Re: [PATCH v2] sched/uclamp: Align uclamp and util_est and call before freq update
From: Xuewen Yan
Date: Wed Mar 26 2025 - 07:46:44 EST
Hi Prateek,
On Wed, Mar 26, 2025 at 12:37 PM K Prateek Nayak <kprateek.nayak@xxxxxxx> wrote:
>
> Hello Xuewen,
>
> On 3/26/2025 8:27 AM, Xuewen Yan wrote:
> > Hi Prateek,
> >
> > On Wed, Mar 26, 2025 at 12:54 AM K Prateek Nayak <kprateek.nayak@xxxxxxx> wrote:
> >>
> >> Hello Xuewen,
> >>
> >> On 3/25/2025 7:17 AM, Xuewen Yan wrote:
> >>> When task's uclamp is set, we hope that the CPU frequency
> >>> can increase as quickly as possible when the task is enqueued.
> >>> Because the cpu frequency updating happens during the enqueue_task(),
> >>> so the rq's uclamp needs to be updated before the task is enqueued,
> >>> just like util_est.
>
> I thought the frequency ramp up / ramp down was a problem with
> delayed tasks being requeued.
>
Yes, you are right.
IMHO, perhaps this issue should be fixed separately, as uclamp not
only affects delayed tasks, but should also be placed before
enqueue-task for other tasks.
On the other hand, I previously also sent a message regarding the
frequency issue with delayed tasks in iowait.

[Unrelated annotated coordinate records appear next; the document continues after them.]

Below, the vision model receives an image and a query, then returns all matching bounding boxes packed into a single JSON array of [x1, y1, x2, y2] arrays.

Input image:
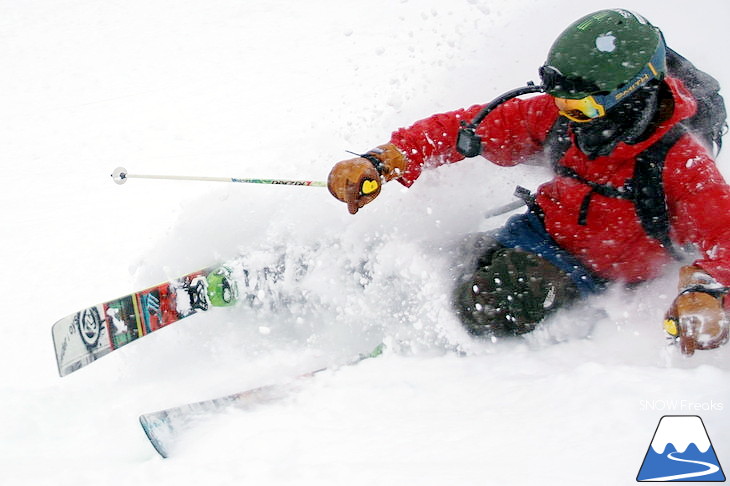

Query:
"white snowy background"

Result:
[[0, 0, 730, 486]]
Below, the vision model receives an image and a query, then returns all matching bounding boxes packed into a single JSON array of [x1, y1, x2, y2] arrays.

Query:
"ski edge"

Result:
[[139, 343, 386, 459]]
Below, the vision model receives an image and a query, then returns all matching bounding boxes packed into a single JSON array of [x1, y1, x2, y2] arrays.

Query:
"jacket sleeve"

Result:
[[663, 135, 730, 285], [390, 95, 558, 186]]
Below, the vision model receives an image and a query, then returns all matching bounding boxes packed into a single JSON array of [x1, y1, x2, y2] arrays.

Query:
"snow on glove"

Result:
[[664, 266, 730, 356], [327, 144, 407, 214]]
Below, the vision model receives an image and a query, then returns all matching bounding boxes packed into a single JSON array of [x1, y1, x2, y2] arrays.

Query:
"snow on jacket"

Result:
[[391, 78, 730, 285]]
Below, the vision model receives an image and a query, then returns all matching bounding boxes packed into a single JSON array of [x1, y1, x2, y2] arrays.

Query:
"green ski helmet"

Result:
[[540, 9, 667, 121]]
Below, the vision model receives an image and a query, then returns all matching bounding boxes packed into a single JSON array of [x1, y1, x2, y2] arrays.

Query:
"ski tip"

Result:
[[139, 415, 169, 459]]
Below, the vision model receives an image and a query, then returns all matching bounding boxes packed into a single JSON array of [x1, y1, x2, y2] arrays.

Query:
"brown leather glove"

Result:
[[664, 265, 730, 356], [327, 143, 408, 214]]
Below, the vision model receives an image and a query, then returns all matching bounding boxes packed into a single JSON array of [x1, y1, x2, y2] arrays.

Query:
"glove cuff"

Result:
[[360, 143, 408, 181]]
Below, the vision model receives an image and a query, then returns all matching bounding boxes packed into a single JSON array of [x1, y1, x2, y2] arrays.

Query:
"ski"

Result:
[[52, 265, 238, 376], [139, 344, 384, 458]]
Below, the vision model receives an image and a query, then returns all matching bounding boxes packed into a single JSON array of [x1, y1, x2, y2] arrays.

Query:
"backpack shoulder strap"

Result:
[[632, 125, 687, 258]]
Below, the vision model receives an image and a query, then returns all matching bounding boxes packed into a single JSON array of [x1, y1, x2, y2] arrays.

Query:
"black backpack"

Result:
[[667, 47, 727, 155], [545, 48, 727, 258]]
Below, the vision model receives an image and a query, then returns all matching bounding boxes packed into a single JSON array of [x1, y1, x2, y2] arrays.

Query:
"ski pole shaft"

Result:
[[112, 167, 327, 187]]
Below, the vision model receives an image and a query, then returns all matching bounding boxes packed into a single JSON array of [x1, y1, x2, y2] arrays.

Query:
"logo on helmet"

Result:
[[596, 32, 616, 52]]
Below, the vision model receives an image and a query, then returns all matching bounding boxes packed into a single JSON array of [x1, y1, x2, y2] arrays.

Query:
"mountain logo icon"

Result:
[[636, 415, 725, 482]]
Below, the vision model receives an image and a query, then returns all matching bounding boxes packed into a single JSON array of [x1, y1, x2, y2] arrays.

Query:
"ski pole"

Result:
[[111, 167, 327, 187]]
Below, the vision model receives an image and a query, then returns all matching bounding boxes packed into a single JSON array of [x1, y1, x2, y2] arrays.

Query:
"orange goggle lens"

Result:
[[555, 96, 606, 123]]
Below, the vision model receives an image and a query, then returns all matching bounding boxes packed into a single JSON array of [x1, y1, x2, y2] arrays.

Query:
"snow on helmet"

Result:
[[540, 9, 666, 102]]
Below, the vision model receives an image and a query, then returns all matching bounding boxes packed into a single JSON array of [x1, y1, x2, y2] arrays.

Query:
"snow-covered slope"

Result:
[[0, 0, 730, 485]]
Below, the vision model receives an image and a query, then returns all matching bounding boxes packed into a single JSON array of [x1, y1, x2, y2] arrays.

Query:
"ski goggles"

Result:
[[540, 42, 666, 123]]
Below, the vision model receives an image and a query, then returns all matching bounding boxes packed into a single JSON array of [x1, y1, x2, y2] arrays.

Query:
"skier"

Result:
[[328, 9, 730, 355]]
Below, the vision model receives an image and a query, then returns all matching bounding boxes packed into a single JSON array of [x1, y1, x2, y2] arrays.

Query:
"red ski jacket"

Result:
[[391, 78, 730, 285]]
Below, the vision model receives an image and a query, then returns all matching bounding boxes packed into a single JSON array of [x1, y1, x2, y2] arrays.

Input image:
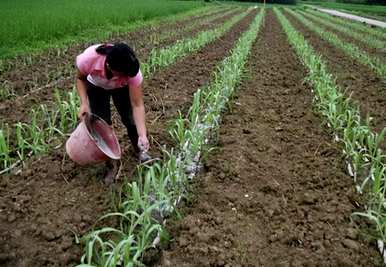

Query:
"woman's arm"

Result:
[[76, 69, 90, 118], [129, 86, 149, 151]]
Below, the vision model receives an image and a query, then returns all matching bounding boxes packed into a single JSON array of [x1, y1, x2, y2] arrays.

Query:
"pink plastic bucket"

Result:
[[66, 114, 121, 165]]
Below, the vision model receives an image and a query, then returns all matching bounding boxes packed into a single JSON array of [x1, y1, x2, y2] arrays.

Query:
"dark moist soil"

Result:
[[302, 11, 386, 62], [285, 10, 386, 139], [0, 9, 256, 267], [0, 6, 241, 125], [155, 10, 382, 267]]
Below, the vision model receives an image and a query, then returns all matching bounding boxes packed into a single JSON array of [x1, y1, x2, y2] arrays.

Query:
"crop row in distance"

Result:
[[274, 4, 386, 253]]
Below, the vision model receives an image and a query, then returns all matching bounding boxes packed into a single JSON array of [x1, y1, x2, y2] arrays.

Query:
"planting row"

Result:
[[275, 6, 386, 260], [0, 8, 250, 173], [288, 9, 386, 78], [1, 5, 237, 103], [159, 9, 382, 267], [0, 8, 256, 266], [80, 8, 264, 266]]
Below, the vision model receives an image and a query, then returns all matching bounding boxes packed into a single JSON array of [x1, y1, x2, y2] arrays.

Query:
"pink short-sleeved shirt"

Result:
[[76, 44, 143, 90]]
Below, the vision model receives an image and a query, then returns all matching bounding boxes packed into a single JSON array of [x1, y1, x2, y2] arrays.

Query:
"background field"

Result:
[[0, 0, 204, 58], [299, 1, 386, 21]]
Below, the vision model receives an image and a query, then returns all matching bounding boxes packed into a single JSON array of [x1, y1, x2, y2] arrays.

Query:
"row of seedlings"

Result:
[[274, 8, 386, 264], [151, 8, 241, 43], [307, 9, 386, 40], [79, 7, 264, 267], [0, 7, 237, 103], [300, 8, 386, 51], [0, 8, 249, 174], [0, 6, 225, 73], [286, 9, 386, 78]]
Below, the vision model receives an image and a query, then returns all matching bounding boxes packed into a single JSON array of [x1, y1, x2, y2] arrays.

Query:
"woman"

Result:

https://lore.kernel.org/all/20250226114301.4900-1-xuewen.yan@xxxxxxxxxx/
...
> >> On a larger note ...
> >>
> >> An enqueue of a delayed task will call requeue_delayed_entity() which
> >> will only enqueue p->se on its cfs_rq and do an update_load_avg() for
> >> that cfs_rq alone.
> >>
> >> With cgroups enabled, this cfs_rq might not be the root cfs_rq and
> >> cfs_rq_util_change() will not call cpufreq_update_util() leaving the
> >> CPU running at the older frequency despite the updated uclamp
> >> constraints.
> >>
> >> If think cfs_rq_util_change() should be called for the root cfs_rq
> >> when a task is delayed or when it is re-enqueued to re-evaluate
> >> the uclamp constraints.
> >
> > I think you're referring to a different issue with the delayed-task's
> > util_ets/uclamp.
> > This issue is unrelated to util-est and uclamp, because even without
> > these two features, the problem you're mentioning still exists.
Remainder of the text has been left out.